Dit is erg handig voor dingen als de “vergelijking” functie op gesorteerde containers. In C, wordt de vergelijkingsfunctie altijd doorgegeven door een pointer (b.v, zie de signature van “qsort()”), maar in C++ kan de parameter binnenkomen als een pointer naar een functie OF als de naam van een functor-object, en het resultaat is dat gesorteerde containers in C++ in sommige gevallen een stuk sneller (en nooit langzamer) kunnen zijn dan het equivalent in C.

Omdat Java niets vergelijkbaars heeft met templates, moet het dynamische binding gebruiken voor al deze dingen, en dynamische binding betekent noodzakelijkerwijs een functie-aanroep. Normaal gesproken is dat niet zo erg, maar in C++ willen we extreem snelle code mogelijk maken.

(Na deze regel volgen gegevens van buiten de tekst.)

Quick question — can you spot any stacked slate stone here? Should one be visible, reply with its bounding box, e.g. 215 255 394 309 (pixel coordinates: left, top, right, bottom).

Dat wil zeggen, C++ heeft een “betaal er alleen voor als je het gebruikt” filosofie, wat betekent dat de taal nooit willekeurig meer kosten mag maken dan wat de fysieke machine kan (natuurlijk mag een programmeur, optioneel, technieken gebruiken zoals dynamische binding die, in het algemeen, wat kosten met zich meebrengen in ruil voor flexibiliteit of een andere “ility”, maar het is aan de ontwerper en programmeur om te beslissen of ze de voordelen (en kosten) van zulke constructies willen).